Written evidence to be reported to the House
Health and Social Care Bill
11:15 am

Lord Kamlesh Patel: If I start, Chris can contribute as well. You asked specifically, “What changes to the Bill?”, so I will focus on tightening the Bill rather than on some of the process issues that we are concerned about. In theory, we are lifting the whole of the Mental Health Act Commission’s legal duties under the Mental Health Act and transferring them under this Bill. People should be saying, “What is the problem, when all of the legislative protection that you had is moving into here?” I suppose the difference is that we are an organisation focused on one client group. Our sole priority is detained patients.

All our resources and thinking are on the safeguarding of those patients, so we interpret that legislation in a particular way to ensure that they have full protection—that is, mainly, by our visiting programme. The fear is that we will get lost in a larger organisation. If there is a health scare of some kind, then you might stop visiting. I will give you some examples from what we see on a day-to-day basis; I keep talking about the evidence, and I am not sure whether you have the evidence that we have presented to the Committee.

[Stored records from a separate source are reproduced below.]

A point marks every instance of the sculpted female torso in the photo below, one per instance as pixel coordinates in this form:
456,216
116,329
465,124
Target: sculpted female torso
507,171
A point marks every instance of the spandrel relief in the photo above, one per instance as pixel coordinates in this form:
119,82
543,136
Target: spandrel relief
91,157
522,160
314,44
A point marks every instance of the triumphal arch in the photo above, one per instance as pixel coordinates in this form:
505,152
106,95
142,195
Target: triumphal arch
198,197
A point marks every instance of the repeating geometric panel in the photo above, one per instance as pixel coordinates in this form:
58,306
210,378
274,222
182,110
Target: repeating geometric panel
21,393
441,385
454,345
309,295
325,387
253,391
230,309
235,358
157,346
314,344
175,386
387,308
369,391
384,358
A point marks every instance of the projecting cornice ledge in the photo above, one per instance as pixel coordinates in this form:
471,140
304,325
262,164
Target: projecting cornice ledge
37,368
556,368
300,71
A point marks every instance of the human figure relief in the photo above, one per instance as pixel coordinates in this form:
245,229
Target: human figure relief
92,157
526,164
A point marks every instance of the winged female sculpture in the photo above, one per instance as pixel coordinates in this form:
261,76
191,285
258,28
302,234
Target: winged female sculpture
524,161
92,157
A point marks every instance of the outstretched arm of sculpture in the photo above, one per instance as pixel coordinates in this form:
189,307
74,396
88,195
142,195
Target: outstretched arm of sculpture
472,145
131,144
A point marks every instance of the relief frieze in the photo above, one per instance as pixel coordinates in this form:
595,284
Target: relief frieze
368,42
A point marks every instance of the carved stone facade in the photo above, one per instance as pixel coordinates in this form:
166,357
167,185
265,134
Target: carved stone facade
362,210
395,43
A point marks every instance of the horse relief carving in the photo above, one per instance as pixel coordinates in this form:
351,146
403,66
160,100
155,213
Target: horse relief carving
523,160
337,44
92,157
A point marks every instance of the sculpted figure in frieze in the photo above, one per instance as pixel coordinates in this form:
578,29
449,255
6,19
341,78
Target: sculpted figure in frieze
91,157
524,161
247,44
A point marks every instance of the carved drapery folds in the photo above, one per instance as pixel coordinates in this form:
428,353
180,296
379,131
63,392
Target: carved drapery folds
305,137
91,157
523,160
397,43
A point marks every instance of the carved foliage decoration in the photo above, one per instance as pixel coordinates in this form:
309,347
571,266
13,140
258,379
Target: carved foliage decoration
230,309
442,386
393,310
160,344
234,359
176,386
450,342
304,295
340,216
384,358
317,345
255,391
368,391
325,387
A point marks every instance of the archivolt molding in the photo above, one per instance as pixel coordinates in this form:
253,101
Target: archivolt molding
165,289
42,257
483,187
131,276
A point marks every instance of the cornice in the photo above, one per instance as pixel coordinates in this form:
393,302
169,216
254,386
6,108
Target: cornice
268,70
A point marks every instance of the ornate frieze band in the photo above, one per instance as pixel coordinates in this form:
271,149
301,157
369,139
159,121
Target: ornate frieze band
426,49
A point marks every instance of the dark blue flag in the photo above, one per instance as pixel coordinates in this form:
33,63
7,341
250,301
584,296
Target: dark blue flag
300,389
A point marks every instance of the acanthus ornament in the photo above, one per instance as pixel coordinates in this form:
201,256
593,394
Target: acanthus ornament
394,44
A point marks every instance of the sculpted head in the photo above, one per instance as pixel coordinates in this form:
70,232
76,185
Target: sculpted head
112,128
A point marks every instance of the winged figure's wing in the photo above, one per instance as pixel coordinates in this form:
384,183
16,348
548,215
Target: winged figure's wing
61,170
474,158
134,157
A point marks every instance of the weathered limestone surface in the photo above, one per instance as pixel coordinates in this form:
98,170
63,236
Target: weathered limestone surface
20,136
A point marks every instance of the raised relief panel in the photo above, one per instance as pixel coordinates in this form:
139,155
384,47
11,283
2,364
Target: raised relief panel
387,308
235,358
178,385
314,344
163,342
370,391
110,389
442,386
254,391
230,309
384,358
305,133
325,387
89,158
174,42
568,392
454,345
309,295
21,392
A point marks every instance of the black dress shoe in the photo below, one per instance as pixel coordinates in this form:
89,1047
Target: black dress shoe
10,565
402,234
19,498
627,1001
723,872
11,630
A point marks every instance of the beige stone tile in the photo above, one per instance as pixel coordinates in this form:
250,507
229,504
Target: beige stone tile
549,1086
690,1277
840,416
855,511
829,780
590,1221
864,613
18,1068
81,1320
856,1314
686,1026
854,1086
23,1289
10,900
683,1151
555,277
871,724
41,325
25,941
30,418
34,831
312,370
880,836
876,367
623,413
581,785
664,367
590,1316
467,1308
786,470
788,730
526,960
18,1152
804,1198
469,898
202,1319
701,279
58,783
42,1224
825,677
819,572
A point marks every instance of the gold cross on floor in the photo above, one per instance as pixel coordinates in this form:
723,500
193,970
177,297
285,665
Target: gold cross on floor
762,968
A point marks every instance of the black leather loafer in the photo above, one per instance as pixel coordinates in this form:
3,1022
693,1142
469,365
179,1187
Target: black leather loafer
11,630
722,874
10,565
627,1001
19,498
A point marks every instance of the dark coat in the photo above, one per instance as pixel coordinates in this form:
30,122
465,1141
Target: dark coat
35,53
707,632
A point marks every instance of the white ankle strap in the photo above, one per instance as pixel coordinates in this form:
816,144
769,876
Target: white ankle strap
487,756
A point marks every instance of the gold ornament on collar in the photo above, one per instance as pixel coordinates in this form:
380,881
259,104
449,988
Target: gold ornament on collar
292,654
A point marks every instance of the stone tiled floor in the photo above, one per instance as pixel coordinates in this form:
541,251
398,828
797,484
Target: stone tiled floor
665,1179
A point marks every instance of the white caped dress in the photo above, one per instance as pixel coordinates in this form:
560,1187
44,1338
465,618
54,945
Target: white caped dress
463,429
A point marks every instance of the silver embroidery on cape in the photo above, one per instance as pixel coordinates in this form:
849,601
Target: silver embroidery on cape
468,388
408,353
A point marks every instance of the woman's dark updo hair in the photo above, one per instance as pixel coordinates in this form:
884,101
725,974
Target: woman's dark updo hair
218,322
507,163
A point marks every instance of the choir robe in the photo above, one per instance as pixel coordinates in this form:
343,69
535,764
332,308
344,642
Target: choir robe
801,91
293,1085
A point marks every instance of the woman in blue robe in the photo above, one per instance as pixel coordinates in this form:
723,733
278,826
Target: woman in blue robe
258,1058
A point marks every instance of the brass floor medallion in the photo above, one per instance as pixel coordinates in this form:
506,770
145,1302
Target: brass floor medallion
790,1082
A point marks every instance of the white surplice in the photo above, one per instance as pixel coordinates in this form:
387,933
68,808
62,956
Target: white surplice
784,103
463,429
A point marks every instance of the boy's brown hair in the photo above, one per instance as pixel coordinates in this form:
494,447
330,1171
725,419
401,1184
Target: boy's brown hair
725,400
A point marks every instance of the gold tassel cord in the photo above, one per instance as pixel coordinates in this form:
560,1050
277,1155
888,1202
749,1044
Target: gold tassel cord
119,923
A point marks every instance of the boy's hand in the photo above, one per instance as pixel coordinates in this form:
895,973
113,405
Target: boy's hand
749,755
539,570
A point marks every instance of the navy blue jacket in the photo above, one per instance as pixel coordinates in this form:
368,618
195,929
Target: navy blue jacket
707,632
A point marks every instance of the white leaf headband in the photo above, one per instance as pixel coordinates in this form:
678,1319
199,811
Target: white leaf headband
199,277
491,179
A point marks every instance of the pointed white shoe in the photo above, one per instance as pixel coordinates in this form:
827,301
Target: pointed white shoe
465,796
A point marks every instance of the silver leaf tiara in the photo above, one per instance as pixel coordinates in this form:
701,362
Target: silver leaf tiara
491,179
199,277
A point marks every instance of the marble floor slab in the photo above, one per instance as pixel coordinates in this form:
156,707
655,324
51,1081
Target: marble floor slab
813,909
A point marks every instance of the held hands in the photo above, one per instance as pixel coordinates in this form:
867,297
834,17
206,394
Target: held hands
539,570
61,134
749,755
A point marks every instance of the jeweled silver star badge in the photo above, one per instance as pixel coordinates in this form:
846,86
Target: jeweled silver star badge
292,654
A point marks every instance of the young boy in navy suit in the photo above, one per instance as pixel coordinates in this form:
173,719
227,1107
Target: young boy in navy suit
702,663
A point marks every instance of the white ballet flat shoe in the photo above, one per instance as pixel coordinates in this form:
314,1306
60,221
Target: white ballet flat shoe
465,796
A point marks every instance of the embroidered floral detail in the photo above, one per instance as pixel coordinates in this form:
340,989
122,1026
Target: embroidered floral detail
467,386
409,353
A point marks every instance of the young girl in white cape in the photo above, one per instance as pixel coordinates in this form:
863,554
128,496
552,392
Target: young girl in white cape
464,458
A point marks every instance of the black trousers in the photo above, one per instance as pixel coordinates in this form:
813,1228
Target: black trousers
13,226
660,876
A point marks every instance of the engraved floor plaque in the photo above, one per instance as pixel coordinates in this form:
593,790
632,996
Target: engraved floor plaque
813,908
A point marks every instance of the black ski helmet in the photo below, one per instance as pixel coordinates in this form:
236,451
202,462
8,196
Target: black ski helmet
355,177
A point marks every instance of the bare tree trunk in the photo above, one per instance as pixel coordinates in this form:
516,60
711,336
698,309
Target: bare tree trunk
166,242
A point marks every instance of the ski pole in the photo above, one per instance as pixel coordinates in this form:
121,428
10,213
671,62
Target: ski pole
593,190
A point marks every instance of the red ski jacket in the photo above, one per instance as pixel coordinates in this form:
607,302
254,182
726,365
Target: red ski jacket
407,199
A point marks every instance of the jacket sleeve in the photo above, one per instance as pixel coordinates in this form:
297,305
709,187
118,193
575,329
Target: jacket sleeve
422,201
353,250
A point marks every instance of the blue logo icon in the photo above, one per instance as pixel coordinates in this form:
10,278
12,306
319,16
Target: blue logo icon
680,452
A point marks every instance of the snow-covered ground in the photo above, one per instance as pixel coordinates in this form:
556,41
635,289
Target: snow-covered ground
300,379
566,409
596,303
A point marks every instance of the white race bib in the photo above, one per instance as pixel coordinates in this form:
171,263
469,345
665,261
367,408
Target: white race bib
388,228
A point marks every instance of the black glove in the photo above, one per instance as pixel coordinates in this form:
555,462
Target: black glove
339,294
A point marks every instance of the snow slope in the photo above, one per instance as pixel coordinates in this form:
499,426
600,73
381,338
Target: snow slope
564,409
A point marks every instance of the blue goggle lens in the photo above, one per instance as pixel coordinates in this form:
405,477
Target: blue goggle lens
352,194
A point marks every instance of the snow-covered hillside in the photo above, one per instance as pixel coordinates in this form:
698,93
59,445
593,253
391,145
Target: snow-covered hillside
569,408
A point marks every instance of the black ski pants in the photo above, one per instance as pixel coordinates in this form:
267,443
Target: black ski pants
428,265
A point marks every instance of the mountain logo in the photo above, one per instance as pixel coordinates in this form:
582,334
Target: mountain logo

When going into a ward, since this is not a bureaucratic process and there are no teams of us going into organisations to demand lots of paperwork and staff time, an individual simply goes in based on our understanding of the ward or unit and interviews  detained patients. Lots of the issues arise when interviewing those detained patients who do not want to see us. At our conference last month, I gave 100 commissioners two minutes to give me just one thing that they had seen that had disturbed them within the previous months. Examples were given of a male member of staff using his mobile phone to photograph a naked woman patient in the bath; of allowing a disability patient to be restrained, and his arm broken with two fractures; of a patient who was HIV-positive having his razor used by other patients on the ward; of over-occupancy by 100 per cent. in something like 40 per cent. of London hospital wards; and of cockroach and mice infestation throughout. In two minutes, over 100 such examples were given of what happened in the last six months of 2007. Only by visiting these places can we address these issues.

The point, which I am getting to, is that we need something in legislation to ensure that that visiting process does not change and is safeguarded. I know how difficult it is to stipulate in legislation that you will visit A, B and C, but we need to tighten that process. Do you want to add to that before I go on to the other points?